Cos’è la “diversità”? Tutto ciò che è diverso, dissimile. In filosofia, significa negazione di identità. “Inclusione”, invece, sta ad indicare la relazione che sussiste tra due insiemi che possono coesistere.
Come un paradosso, ecco questi due concetti, storicamente uno in conflitto con l’altro, l’uno determinante l’esclusione dell’altro, diventare complementari.
E’ proprio in funzione di ciò che la CNMI, con il suo Presidente Carlo Capasa, decide di creare il “Manifesto della diversità e dell’inclusione”: in cui non solo la diversità si rivela un valore aggiunto, ma due dogmi contrastanti tra loro si fondono per creare un armonia strategica perfetta.
Non più discriminazione e stereotipi da marginalizzazione, niente più modelli standard, ma volontà e desiderio di includere, appunto, di accogliere, tutto ciò che è diverso e marginale.

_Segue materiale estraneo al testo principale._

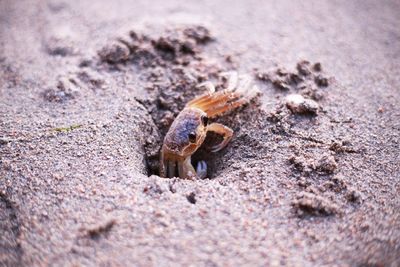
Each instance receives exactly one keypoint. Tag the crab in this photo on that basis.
(189, 129)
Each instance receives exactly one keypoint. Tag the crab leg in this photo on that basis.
(171, 168)
(186, 169)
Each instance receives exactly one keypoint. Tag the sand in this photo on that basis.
(88, 91)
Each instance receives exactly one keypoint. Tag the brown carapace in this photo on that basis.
(189, 129)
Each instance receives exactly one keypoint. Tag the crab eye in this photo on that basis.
(192, 137)
(204, 120)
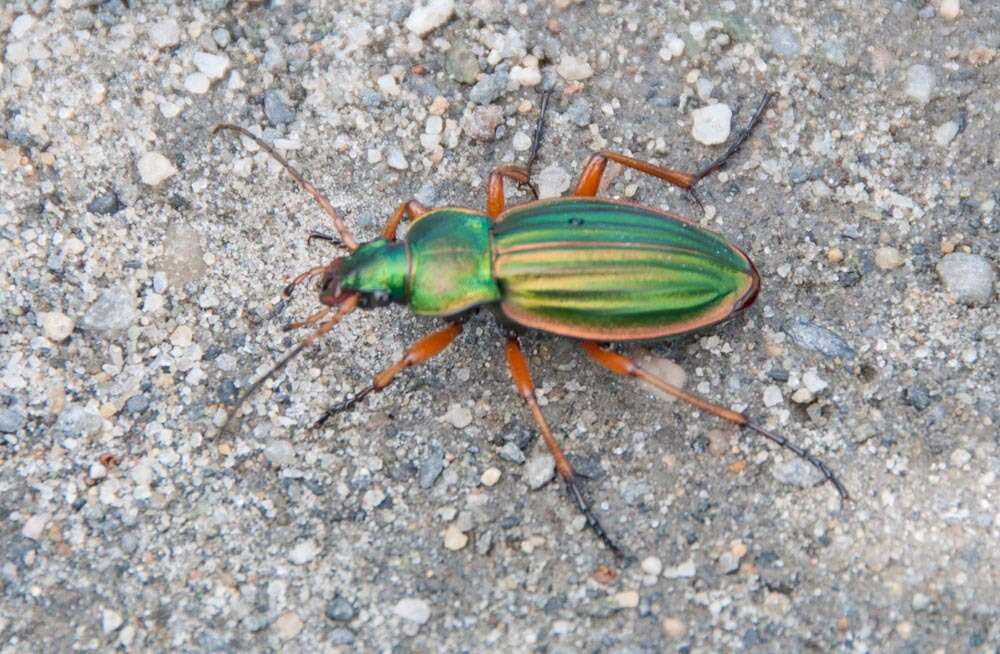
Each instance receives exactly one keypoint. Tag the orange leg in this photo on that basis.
(593, 171)
(526, 389)
(427, 347)
(621, 365)
(410, 209)
(494, 187)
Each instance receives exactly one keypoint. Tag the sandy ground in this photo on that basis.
(142, 263)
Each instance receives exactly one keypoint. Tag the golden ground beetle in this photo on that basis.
(584, 267)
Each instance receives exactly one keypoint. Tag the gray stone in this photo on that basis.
(278, 108)
(431, 468)
(113, 311)
(818, 339)
(969, 278)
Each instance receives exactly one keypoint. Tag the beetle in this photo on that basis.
(593, 269)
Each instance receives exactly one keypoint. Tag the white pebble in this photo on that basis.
(454, 539)
(652, 566)
(490, 476)
(888, 258)
(920, 81)
(711, 124)
(552, 181)
(56, 325)
(111, 621)
(458, 416)
(165, 34)
(673, 47)
(212, 65)
(21, 25)
(154, 168)
(34, 526)
(950, 9)
(197, 83)
(396, 159)
(427, 17)
(945, 133)
(772, 396)
(525, 75)
(303, 552)
(413, 610)
(574, 68)
(685, 570)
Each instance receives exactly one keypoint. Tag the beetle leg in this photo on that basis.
(621, 365)
(321, 200)
(593, 171)
(410, 209)
(494, 187)
(424, 349)
(526, 389)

Ecco, pertanto, quali sono i 10 principi cardine del Manifesto, che fanno da modello per il cambiamento:
1
La diversità è un asset
Le imprese e i CEO comprendono come avere un team multiculturale porti ad un ambiente di lavoro più dinamico e ad un migliore rendimento. Essere intransigenti verso comportamenti o atti discriminatori permetterà ai collaboratori di vivere più serenamente.
2
La moda ascolta
La moda trae la sua ispirazione creativa dall’ascolto di culture ed esperienze di vita differenti, dando voce a chi è stato emarginato.
3
Collaborare un impegno
La collaborazione arricchisce la moda. Ci impegniamo a creare un ambiente di lavoro collaborativo frutto della condivisione di esperienze, progetti, idee e conoscenze diverse.
4
Il talento non conosce pregiudizio
La moda è un terreno di creatività e visione, crediamo quindi che qualsiasi individuo con capacità, voglia di imparare, talento e competenza, abbia una storia da raccontare e il potenziale per avere successo. La moda non deve dare spazio ai pregiudizi, bensì premiare le persone di talento dando loro mezzi e strumenti di visibilità.
5
E(ste)tica. Recuperiamo la dimensione etica dell’estetica
Canoni di bellezza fisica e modelli psicologici dannosi si sono diffusi nell’industria della moda: dalle passerelle, alle pubblicità fino alle campagne editoriali. È tempo di cambiare. Un’evoluzione culturale degli standard di bellezza e delle norme giuridiche condivise tra brand e agenzie di moda, saranno la chiave per restituire un volto più etico al settore.
6
La moda crea cambiamento
I brand di moda hanno il potere di creare nuove tendenze e guidare verso un cambiamento positivo. Un’azienda può definire nuovi obiettivi, cambiare i modi di pensare, ampliare le prospettive e ispirare un mondo in continuo cambiamento. Ciò che conferisce alla moda un così forte impatto è la sua capacità di innovare e di creare. Il potenziale di queste caratteristiche può essere amplificato modificando il modo di agire.
7
L’inclusione crea opportunità di business
Numerose ricerche di mercato hanno dimostrato che le politiche inclusive hanno una forte incidenza sul business delle imprese. Allo stesso tempo, l’inclusione trasmette la cultura aziendale, spesso attrae nuovi talenti e favorisce una relazione di maggiore fiducia con i clienti.
8
Tecnologia come facilitatore, non barriera
L’adozione di nuove forme di tecnologia rappresenta un ulteriore modo per aumentare l’inclusione, anche se non tutti i collaboratori possono essere considerati “nativi digitali”. L’insegnamento e l’applicazione di nuove abilità abbatteranno le barriere e renderanno le nuove forme di tecnologia accessibili a tutti.
9
La moda non ha paura
Nel corso della storia, i visionari nella moda (come i designer, manager e influencer) hanno sfidato lo status quo ampliando i limiti di ciò che è creativamente possibile. La moda ci aiuta ad affermare chi siamo e chi vogliamo essere. Grazie all’impegno aperto a diverse prospettive è possibile immaginare un nuovo futuro per il branding delle aziende di moda.
10
Non solo parole
È fondamentale che il concetto di Diversità e Inclusione sia integrato nella struttura complessiva del business e allineato alla mission e ai principali valori delle nostre aziende partner. CNMI si impegnerà a monitorare come i brand adotteranno e implementeranno i 10 punti del Manifesto all’interno della cultura aziendale.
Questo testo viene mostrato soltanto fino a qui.